Last weekend, I’d originally planned to visit Akihabara with a friend.  It’s kind of like Mecca; everybody ought to do it at least once, right?  But things happened and I had to cancel at the last minute, so I asked my friend if he couldn’t meet me around Osaka instead.  It worked out for the best, because we spent a lovely rainy day in Osaka’s own anime and electronics hub, Nippombashi, a.k.a. Den Den Town.

 

The official map, courtesy the Osaka prefectural website.

 

I was impressed with the variety.  You’d think that once you’ve seen one shop, you’ve seen them all.  But this was not so:

*Animate had a kind of a crowded, homey feel to it.  One floor was dedicated to manga, another to anime goods, and the top to CDs/DVDs.  I was shocked to see a lot of very attractive, fashionable people shopping around.  The back wall of each floor had some hetero H and Boys Love.
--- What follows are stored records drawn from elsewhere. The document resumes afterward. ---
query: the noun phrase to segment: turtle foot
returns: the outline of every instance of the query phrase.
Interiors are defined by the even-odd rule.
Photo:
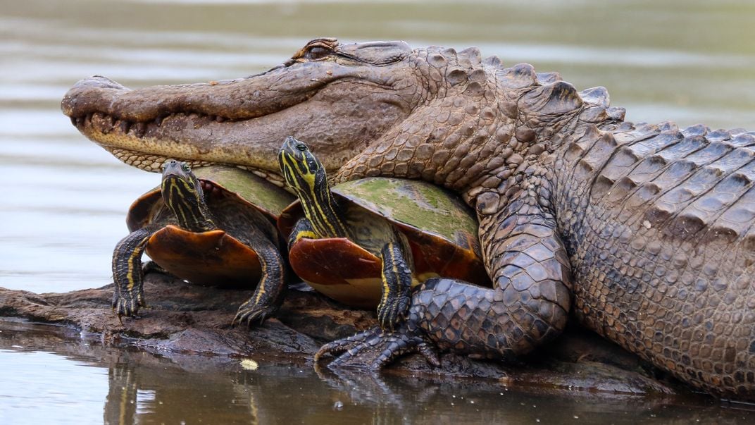
[[[433,366],[440,365],[435,347],[422,337],[412,334],[405,327],[394,332],[384,331],[376,327],[327,343],[315,354],[315,362],[329,354],[337,356],[328,365],[329,368],[378,371],[397,357],[412,352],[422,354]]]
[[[154,261],[148,261],[145,262],[143,265],[142,265],[142,273],[143,275],[146,275],[148,273],[162,273],[163,275],[167,275],[171,277],[175,277]]]
[[[126,294],[116,293],[112,296],[112,311],[120,319],[122,316],[132,317],[140,307],[146,307],[144,294],[141,291]]]
[[[231,324],[241,324],[245,321],[247,326],[251,326],[255,322],[262,324],[265,319],[272,316],[277,310],[278,307],[276,306],[257,306],[245,302],[239,307],[239,312]]]
[[[405,314],[411,302],[409,291],[405,292],[393,299],[383,299],[378,306],[378,322],[384,330],[393,331],[404,321]]]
*Melonbooks only had two floors, but it felt gargantuan.  Everything was exceedingly well-lit, organized and nicely displayed, and again, everyone looked good.  More than half of it was doujinshi.  The amount of porn was breathtaking.  All of the Boys Love was segregated to a large inner store on the second floor.

*Mandarake (in Umeda, but we went on the same day) felt like a cave: Rough walls, a T-Rex skeleton, and endless shelves of vintage books and toys.  The organization was workmanlike, and people there looked just a bit more like what one would expect of otaku.  But only a bit—not a bandana or fanny pack in sight.

There were many other places: Several maid cafes, a museum selling Tony Taka and Nishimata Aoi’s art for several thousand dollars apiece (!), heaps of dodgy electronics stores.  Even a Touhou vending machine.

 

If you're looking for it, it's outside of Jungle, close to Nippombashi station.

 

People in the area were surprisingly well-informed.  One nice girl at Animate knew the names and faces of Touhou characters, and a maid at one of the cafés we visited was a fan of Higurashi no Naku Koro Ni. I’m sure many of them are trained to have a working knowledge of popular shows, much like a supermarket employee is trained to know where to find your favorite brand of potato chips.

But as hard as it is to wrap my head around, it’s also quite possible that these are just normal young people who love anime. Clearly, the gender line is already changing with the increasing presence of BL, so why not other stereotypes as well?  I used to be suspicious of Nakagawa Shoko, the supposed born-and-bred otaku idol… But really, given time and the law of averages, why wouldn’t she appear?  Den Den Town seems to have plenty of her kind.